Он с усилием проглотил слюну, глухо вымолвил:
— Как думаешь, сегодня или завтра позвать патрона? Он надеялся, что жена скажет «завтра», но Кассандра выговорила с удивлением в голосе:
— Конечно, сегодня. Я пойду распорядиться по дому, нарядить Лаодику. А ты не медли — иди поскорее.
Но в этот день у Сципиона собирался кружок, и он не мог прийти. Напрасно Лизимах умолял его, соблазняя редкостными свитками и книгами, напрасно обращался к Семпронии за поддержкой, Сципион остался непреклонным.
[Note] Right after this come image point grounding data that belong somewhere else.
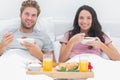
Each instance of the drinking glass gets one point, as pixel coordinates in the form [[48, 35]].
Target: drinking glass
[[47, 62]]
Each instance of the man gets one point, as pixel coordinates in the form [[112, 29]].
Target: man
[[29, 13]]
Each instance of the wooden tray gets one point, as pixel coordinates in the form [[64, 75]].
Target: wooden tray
[[63, 75]]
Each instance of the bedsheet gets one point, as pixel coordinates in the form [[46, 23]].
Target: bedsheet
[[103, 69], [13, 66]]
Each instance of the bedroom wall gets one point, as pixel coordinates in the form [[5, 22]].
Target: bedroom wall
[[107, 10], [63, 11]]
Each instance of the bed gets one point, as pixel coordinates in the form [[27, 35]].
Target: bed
[[13, 63]]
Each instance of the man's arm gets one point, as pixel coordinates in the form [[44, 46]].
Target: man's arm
[[6, 40]]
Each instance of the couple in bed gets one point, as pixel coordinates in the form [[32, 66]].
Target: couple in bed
[[85, 25]]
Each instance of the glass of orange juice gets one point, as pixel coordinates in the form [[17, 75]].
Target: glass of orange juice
[[47, 62], [83, 65]]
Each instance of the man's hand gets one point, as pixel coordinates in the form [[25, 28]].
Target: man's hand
[[7, 39]]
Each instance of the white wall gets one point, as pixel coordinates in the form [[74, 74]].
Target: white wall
[[107, 10]]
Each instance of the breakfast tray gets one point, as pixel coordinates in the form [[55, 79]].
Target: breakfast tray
[[63, 75]]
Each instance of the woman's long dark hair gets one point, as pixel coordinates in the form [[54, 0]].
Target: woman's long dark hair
[[95, 30]]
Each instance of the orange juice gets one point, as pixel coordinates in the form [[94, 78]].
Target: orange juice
[[83, 66], [47, 65]]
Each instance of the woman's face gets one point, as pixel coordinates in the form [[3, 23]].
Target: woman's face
[[85, 20]]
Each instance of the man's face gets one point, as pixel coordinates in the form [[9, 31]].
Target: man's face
[[28, 18]]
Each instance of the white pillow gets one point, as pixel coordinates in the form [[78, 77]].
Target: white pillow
[[6, 25], [46, 24]]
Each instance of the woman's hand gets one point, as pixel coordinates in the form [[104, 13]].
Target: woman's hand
[[77, 38], [96, 43]]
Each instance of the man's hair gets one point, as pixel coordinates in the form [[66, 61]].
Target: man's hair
[[30, 3]]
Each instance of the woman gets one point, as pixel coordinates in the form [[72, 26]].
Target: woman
[[86, 24]]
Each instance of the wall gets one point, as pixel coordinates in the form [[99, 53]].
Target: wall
[[63, 11], [107, 10]]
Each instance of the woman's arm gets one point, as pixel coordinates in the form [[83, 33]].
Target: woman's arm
[[65, 51], [111, 51]]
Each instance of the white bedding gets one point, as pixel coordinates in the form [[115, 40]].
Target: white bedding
[[13, 66], [103, 69]]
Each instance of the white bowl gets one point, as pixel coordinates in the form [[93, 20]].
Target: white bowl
[[88, 39], [31, 40]]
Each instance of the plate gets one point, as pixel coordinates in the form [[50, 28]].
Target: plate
[[67, 67], [88, 39]]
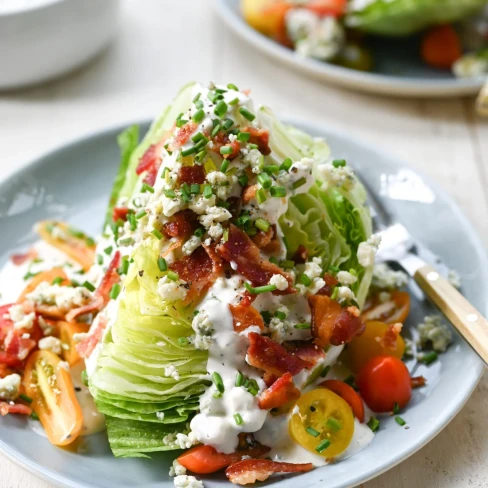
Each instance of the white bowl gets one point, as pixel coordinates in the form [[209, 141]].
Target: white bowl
[[43, 39]]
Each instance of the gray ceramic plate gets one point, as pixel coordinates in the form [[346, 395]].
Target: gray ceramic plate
[[73, 183], [398, 69]]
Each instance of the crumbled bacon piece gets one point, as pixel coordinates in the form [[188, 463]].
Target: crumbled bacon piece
[[260, 137], [6, 408], [417, 381], [266, 354], [19, 259], [252, 470], [191, 175], [331, 324], [245, 317], [120, 213], [183, 135], [221, 140], [390, 338], [305, 350], [281, 392], [198, 271], [101, 296], [182, 225], [301, 255], [245, 254]]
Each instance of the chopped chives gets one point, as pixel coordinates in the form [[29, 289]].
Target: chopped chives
[[224, 166], [146, 187], [262, 224], [187, 152], [287, 264], [333, 424], [305, 280], [339, 163], [114, 292], [265, 180], [207, 191], [26, 398], [220, 109], [312, 431], [299, 183], [373, 424], [277, 191], [172, 275], [322, 446], [286, 164], [246, 114], [226, 150], [243, 136], [238, 419], [162, 265], [199, 115], [156, 233], [89, 286], [261, 196], [217, 379]]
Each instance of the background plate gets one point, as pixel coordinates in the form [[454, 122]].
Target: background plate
[[73, 183], [399, 71]]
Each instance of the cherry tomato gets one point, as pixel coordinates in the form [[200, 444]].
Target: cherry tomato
[[205, 459], [392, 311], [347, 393], [323, 424], [49, 385], [377, 340], [384, 381]]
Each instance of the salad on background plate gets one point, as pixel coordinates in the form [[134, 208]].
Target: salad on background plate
[[230, 308]]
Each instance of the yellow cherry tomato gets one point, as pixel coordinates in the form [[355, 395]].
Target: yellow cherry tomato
[[377, 340], [324, 423]]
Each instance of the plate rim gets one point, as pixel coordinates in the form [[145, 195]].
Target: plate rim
[[28, 464], [352, 79]]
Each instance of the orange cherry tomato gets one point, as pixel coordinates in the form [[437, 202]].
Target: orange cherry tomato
[[392, 311], [205, 459], [49, 385], [66, 332], [384, 381], [348, 394], [378, 339], [46, 276]]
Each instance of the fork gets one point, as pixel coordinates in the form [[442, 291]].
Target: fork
[[398, 246]]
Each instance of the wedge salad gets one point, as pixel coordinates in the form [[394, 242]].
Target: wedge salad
[[231, 306]]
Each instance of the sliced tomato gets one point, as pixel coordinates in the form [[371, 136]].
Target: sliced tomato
[[205, 459], [348, 394], [391, 311], [71, 242], [383, 382], [49, 385]]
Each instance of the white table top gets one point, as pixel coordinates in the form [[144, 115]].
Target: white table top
[[164, 43]]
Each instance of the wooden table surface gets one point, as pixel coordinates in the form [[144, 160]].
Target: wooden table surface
[[164, 43]]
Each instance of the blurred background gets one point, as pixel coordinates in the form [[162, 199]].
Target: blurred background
[[147, 49]]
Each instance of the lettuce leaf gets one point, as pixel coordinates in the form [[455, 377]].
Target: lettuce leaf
[[404, 17], [144, 374]]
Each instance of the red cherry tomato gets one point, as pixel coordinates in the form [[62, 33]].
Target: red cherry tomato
[[384, 381], [348, 394]]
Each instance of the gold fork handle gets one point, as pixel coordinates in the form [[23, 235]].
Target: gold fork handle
[[468, 321]]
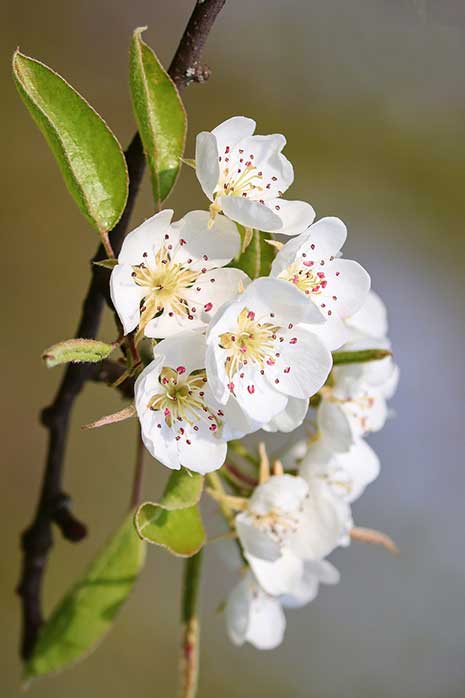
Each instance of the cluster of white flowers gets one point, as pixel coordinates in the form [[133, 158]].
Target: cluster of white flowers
[[236, 355]]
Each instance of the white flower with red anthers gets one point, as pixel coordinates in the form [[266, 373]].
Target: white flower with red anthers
[[286, 524], [244, 176], [260, 354], [348, 473], [338, 287], [182, 424], [354, 404], [168, 277]]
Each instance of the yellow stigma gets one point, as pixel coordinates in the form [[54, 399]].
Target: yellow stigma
[[252, 342], [164, 282]]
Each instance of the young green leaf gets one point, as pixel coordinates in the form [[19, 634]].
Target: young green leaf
[[258, 256], [358, 357], [77, 351], [160, 116], [88, 154], [88, 610], [175, 522]]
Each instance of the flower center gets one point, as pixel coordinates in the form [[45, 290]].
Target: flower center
[[165, 282], [182, 399], [252, 342]]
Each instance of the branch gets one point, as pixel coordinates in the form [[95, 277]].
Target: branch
[[190, 627], [54, 505]]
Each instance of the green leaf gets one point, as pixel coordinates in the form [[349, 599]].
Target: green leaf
[[87, 611], [257, 259], [88, 154], [175, 522], [357, 357], [160, 116], [77, 351], [107, 263]]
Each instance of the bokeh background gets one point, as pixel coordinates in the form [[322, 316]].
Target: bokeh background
[[371, 95]]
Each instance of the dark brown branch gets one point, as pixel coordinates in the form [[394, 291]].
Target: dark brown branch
[[54, 506]]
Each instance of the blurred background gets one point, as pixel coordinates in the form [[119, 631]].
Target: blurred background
[[371, 96]]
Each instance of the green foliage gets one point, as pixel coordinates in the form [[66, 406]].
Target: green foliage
[[258, 256], [357, 357], [160, 116], [88, 154], [77, 351], [175, 522], [87, 611]]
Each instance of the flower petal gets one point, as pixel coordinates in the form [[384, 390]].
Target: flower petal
[[233, 130], [250, 213], [291, 418], [146, 238], [303, 365], [210, 247], [295, 216], [126, 296], [206, 162]]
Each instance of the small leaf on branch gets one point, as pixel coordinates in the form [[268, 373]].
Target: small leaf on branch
[[258, 256], [89, 156], [175, 522], [120, 416], [160, 116], [107, 263], [357, 357], [77, 351], [88, 610], [370, 535]]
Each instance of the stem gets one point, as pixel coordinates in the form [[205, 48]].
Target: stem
[[138, 472], [37, 539], [190, 627]]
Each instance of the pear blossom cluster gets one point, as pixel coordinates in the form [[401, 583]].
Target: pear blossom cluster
[[234, 355]]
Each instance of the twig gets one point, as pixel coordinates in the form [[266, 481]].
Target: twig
[[36, 541], [190, 627]]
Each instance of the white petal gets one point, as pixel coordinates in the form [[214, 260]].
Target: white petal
[[256, 396], [278, 577], [237, 611], [126, 296], [256, 541], [186, 350], [267, 623], [206, 162], [282, 493], [201, 451], [347, 287], [213, 289], [324, 521], [291, 418], [250, 213], [233, 130], [167, 325], [295, 216], [314, 572], [210, 247], [145, 238], [334, 426], [303, 365]]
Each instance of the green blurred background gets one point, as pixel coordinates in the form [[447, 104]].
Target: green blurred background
[[371, 95]]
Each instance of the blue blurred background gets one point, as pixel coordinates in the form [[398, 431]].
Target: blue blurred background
[[371, 96]]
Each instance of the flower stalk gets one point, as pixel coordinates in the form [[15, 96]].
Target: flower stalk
[[190, 627]]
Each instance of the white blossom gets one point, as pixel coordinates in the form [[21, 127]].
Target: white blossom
[[259, 354], [244, 176], [182, 424], [289, 523], [168, 277], [338, 287]]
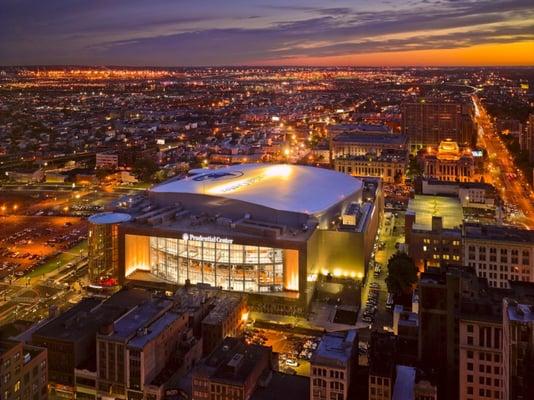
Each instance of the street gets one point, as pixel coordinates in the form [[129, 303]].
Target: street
[[502, 173]]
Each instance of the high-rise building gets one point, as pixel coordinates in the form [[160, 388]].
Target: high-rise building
[[449, 163], [464, 336], [382, 366], [134, 349], [103, 248], [427, 123], [499, 253], [527, 138], [70, 338], [518, 350], [231, 371], [332, 366], [227, 318], [23, 371]]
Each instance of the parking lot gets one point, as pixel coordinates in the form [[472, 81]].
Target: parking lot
[[26, 242], [294, 350]]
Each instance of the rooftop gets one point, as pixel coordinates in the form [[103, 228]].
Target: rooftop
[[499, 232], [335, 348], [278, 186], [283, 386], [140, 318], [89, 314], [109, 218], [233, 361], [404, 383], [521, 312], [222, 308], [365, 137], [425, 207]]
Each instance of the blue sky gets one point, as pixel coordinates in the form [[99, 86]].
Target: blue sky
[[230, 32]]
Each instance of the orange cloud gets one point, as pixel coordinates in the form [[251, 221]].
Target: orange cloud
[[508, 54]]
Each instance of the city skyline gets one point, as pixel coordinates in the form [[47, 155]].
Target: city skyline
[[163, 33]]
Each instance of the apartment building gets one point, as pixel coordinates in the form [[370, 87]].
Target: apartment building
[[23, 371], [332, 365], [518, 350], [499, 253]]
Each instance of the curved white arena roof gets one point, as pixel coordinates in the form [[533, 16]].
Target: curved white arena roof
[[283, 187]]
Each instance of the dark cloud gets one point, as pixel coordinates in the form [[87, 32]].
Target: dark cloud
[[166, 32]]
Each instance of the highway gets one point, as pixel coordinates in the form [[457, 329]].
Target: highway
[[502, 172]]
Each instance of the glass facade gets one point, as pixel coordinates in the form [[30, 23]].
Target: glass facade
[[231, 266]]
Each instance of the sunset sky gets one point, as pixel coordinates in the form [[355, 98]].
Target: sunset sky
[[257, 32]]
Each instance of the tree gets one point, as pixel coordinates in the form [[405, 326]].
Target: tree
[[144, 168], [402, 274]]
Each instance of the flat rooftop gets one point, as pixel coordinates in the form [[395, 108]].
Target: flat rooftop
[[335, 348], [425, 207], [283, 386], [138, 318], [89, 314], [499, 232], [282, 187], [404, 383], [224, 306], [521, 313], [233, 361]]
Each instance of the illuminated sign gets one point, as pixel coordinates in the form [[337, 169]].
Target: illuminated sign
[[211, 239], [275, 171]]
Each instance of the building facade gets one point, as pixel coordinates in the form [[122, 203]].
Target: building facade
[[499, 253], [518, 350], [390, 166], [332, 365], [231, 372], [103, 248], [428, 122], [252, 229], [448, 163], [23, 371]]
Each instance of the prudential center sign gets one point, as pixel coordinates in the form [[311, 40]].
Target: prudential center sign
[[211, 239]]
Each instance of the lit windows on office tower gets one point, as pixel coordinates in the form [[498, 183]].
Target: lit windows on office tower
[[103, 249]]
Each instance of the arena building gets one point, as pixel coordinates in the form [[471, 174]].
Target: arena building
[[265, 230]]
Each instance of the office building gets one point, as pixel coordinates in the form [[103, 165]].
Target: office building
[[428, 123], [103, 248], [264, 230], [134, 349], [518, 350], [390, 165], [232, 371], [480, 342], [448, 163], [332, 365], [499, 253], [352, 140], [23, 371], [70, 338], [432, 231], [107, 161], [526, 140], [382, 365], [227, 318], [463, 334]]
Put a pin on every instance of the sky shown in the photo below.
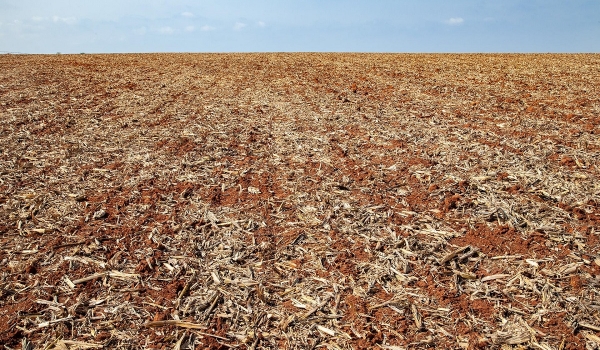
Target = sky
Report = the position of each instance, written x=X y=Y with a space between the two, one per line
x=107 y=26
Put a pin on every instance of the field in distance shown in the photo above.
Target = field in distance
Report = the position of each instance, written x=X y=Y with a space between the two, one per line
x=300 y=201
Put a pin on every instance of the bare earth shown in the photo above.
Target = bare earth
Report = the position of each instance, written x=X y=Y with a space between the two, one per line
x=300 y=201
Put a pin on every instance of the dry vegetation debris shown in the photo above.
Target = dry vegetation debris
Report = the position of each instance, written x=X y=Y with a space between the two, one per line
x=299 y=201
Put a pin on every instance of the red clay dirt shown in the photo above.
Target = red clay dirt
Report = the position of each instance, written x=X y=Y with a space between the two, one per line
x=267 y=201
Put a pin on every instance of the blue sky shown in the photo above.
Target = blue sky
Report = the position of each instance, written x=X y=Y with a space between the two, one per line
x=74 y=26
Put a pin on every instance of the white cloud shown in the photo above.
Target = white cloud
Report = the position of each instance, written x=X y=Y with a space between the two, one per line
x=455 y=21
x=166 y=30
x=66 y=20
x=140 y=31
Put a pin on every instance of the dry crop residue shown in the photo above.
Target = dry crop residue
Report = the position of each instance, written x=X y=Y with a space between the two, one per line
x=266 y=201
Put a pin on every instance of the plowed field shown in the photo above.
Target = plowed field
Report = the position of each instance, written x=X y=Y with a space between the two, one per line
x=300 y=201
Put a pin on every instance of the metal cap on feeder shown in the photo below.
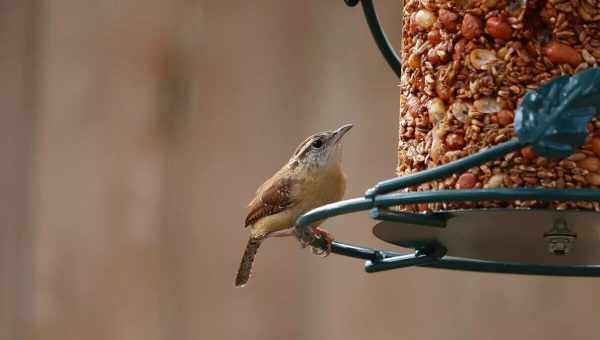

И когда грек, наконец, ушел, он сказал, хмурясь:
— Этот горбун противен. В нем есть что-то отталкивающее.
На другой день, когда его менее всего ожидали, Сципион отправился к Лизимаху, не как гость, а как патрон к своему клиенту.
Входя в атриум, он увидел сперва Кассандру, затем Лаодику, но ничем не выказал своего восхищения. Женщины вскрикнули при виде чужого человека.
— Я пришел навестить своего клиента, — холодно сказал он, — здесь живет Лизимах из Пергама?
Кассандра поняла, что это Сципион, и поклонилась:
— Привет великому римлянину, нашему патрону! Пусть добрые боги сохранят его на долгое время.
И, повернувшись к дочери, заговорила по-гречески:
— Поклонись, Лаодика, гостю, займи его, пока я вернусь. Девушка приветствовала Сципиона ласковыми словами, «солнечной», как подумал он, улыбкою: ему показалось, что все осветила эта улыбка — и атриум, и его, Сципиона, согрела душу. Ему захотелось излить свое сердце в искреннем восторге, крикнуть ей, что она божественна, но он подавил в себе порыв:
— Скажи, отец не дома?
— Он вышел, но вскоре должен вернуться.
Сципион прошелся по атриуму: под ногами лежали вавилонские ковры с изображением висячих садов Семирамиды, охоты на дикого кабана, кулачной борьбы юношей.
Лаодика не спускала глаз с патрона: он понравился ей гордой осанкой, спокойной беседой, холодными глазами, которыми равнодушно смотрел на азиатскую роскошь, и только удивило ее, что не любуется ею, хотя бы исподтишка, не восхищается ее нарядом, не говорит приятных слов, которые она привыкла слушать от многочисленных юношей Пергама; едва владея собой, она подошла к нему, заглянула в глаза:
— Ты очень строг. Разве тебе у нас не нравится?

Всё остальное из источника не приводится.